Direktur Gas Pertamina, Hari Karyuliarto, mengatakan pemerintah menugaskan Pertamina untuk membangun infrastruktur Stasiun Pengisian Bahan bakar Gas pada 2012, dengan menganggarkan dana sebesar Rp3,5 triliun, namun nyatanya hal itu juga tak berjalan mulus. Bahkan proyek tersebut hingga kini masih jalan di tempat.

“Dengan lambatnya pembangunan infrastruktur gas, pada akhirnya hanya melanggengkan impor minyak. Akibatnya, konsumsi masyarakat terhadap minyak semakin hari kian meningkat,” katanya.
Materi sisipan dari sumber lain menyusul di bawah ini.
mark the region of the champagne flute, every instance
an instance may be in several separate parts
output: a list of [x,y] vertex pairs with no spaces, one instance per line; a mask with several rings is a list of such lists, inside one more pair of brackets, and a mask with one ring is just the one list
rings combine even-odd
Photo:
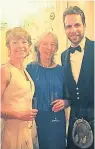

Direktur International Center for Applied Finance and Economics, Iman Sugema, mengatakan sampai saat ini pemerintah kurang serius dalam pengelolaan tata kelola energi. Itu terlihat dari masih banyaknya masyarakat Indonesia yang bergantung dengan bahan bakar minyak. Padahal, Indonesia memiliki energi selain minyak yang cukup besar.

Kementerian Energi dan Sumber Daya Mineral mencatat, sekitar 95 persen kebutuhan energi nasional kini dipasok dari energi fosil terutama minyak. Pada tahun 2011 misalnya, Indonesia memproduksi minyak sebesar 329 juta barel, lalu mengimpor minyak mentah sebesar 99 juta barel dan Bahan Bakar Minyak sebesar 182 juta barel dan mengonsumsi sebanyak 479 juta barel.

Adapun cadangan terbukti minyak Indonesia hanya tinggal 11 tahun. Jumlah tersebut hanya 0,2 persen dari cadangan terbukti minyak dunia saat ini. Angka itu didapat dari hasil produksi minyak nasional yang telah dibagi dengan konsumsi.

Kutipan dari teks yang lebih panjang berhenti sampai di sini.